FR2.5: Stability Thresholds: Thresholds (cosine similarity, variance) are defined and versioned by the benchmarking framework (RFC-041), not per experiment.

PR3: Platform Reproducibility (The Product Contract)¶

FR3.1: Full Provider Fingerprinting: Every experiment result MUST record a full provider fingerprint: model, version, device, precision, preprocessing_profile, and git_commit.
FR3.2: Artifact Locking: Content-hash (SHA256) all inputs and prompt templates to detect silent data or configuration changes.
FR3.3: Reproducible Defaults: A configuration must produce the same result (within stability thresholds) regardless of which developer runs it.

PR4: Management Reporting¶

FR4.1: Side-by-side comparison tables showing: Quality Delta | Latency Delta | Cost Delta.
FR4.2: Long-term tracking for trends across months of experimentation.

Implementation Roadmap & Dependencies¶

Phase 0: Prerequisite Infrastructure¶

RFC-016 Phase 2 (Typed Params & Factory): This is a hard prerequisite.

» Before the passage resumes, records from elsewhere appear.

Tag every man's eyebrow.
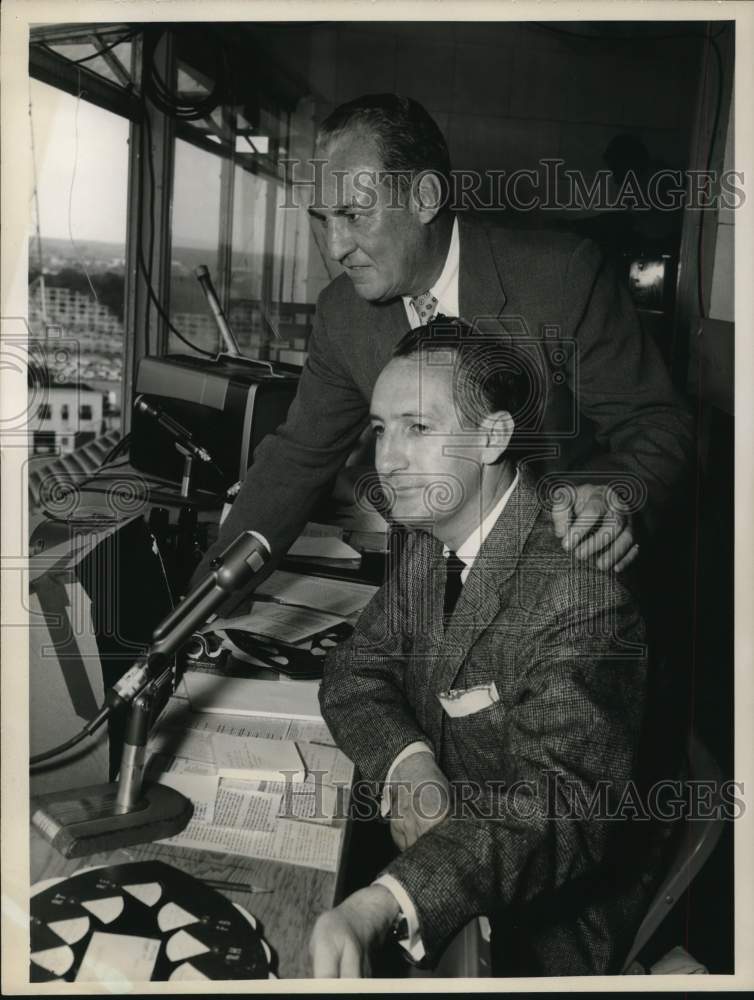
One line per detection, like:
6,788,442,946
369,410,435,420
306,198,373,219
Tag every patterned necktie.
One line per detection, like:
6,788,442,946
442,552,466,628
411,292,437,326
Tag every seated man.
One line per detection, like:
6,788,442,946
310,317,655,977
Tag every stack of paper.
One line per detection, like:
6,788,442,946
212,734,306,781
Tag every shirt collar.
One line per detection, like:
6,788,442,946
442,469,519,583
402,218,461,322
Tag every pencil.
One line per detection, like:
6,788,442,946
202,878,275,892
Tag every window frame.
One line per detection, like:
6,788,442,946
29,23,306,434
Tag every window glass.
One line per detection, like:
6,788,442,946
168,139,222,355
29,78,129,468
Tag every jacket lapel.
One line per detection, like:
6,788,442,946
427,472,540,730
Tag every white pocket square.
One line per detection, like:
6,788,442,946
437,681,500,719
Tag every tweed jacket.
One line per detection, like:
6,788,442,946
320,478,653,975
194,216,692,581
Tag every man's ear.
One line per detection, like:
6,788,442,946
411,170,445,225
481,410,515,465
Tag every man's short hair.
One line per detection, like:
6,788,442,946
393,316,544,461
317,94,450,196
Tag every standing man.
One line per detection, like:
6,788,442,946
194,94,691,581
310,321,661,977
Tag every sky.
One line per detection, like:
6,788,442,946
29,79,128,244
29,79,220,247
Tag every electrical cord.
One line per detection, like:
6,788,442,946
137,94,216,358
29,705,110,767
696,27,723,319
144,30,227,121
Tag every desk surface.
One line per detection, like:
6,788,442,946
30,692,353,979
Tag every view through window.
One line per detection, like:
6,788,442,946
29,79,129,482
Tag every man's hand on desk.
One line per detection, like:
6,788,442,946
309,885,400,979
390,753,450,851
552,483,639,573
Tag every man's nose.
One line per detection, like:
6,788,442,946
374,431,408,476
327,215,356,263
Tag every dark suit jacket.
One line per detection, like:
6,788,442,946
194,216,692,581
320,470,658,975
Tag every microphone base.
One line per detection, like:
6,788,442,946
31,782,194,858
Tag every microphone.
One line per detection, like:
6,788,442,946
105,531,271,712
134,395,212,462
194,264,241,357
32,531,271,857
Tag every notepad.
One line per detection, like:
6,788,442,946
212,734,306,781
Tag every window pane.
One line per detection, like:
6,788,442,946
168,139,222,354
29,80,129,468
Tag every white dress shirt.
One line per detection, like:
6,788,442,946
401,219,461,330
373,471,519,962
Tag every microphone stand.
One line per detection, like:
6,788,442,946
31,531,269,858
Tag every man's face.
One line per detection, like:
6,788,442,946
309,131,427,302
371,352,487,541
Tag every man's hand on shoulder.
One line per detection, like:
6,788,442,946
552,483,639,573
390,753,450,851
309,885,399,979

The experiment runner cannot be built until the provider system supports typed configurations and fingerprinting.

Phase 1: Core Execution & Data¶

RFC-015 Phase 1 (Runner): Implementation of the runner with baseline_id and dataset_id enforcement.
RFC-041 Phase 0 (Datasets): Freezing the first "Golden" datasets and establishing initial baselines.

Phase 2: Full Benchmarking & Automation¶

RFC-041 (Full Suite): Integration of quality gates and ROUGE/WER metrics.
RFC-043 (Alerts): CI integration for proactive alerting.

Success Criteria¶

✅ Management Visibility: 100% of AI models and prompts are managed as versioned configurations, not code.
✅ Goal-Driven Development: Every model update or swap is justified by a benchmarking report showing the impact on key metrics.
✅ Zero Silent Regressions: All critical failure modes are caught and alerted on automatically in CI.
✅ Operational Rigor: New experiments or benchmarks can be configured and executed in < 10 minutes.

Future Vision¶

LLM-as-a-Judge: Use high-capability models to grade the quality of low-cost models on nuance and tone.
Human-in-the-loop: A lightweight UI for manually approving "Golden Reference" data.
Automatic Hyperparameter Tuning: Automatically find the best chunk size and overlap for a given model.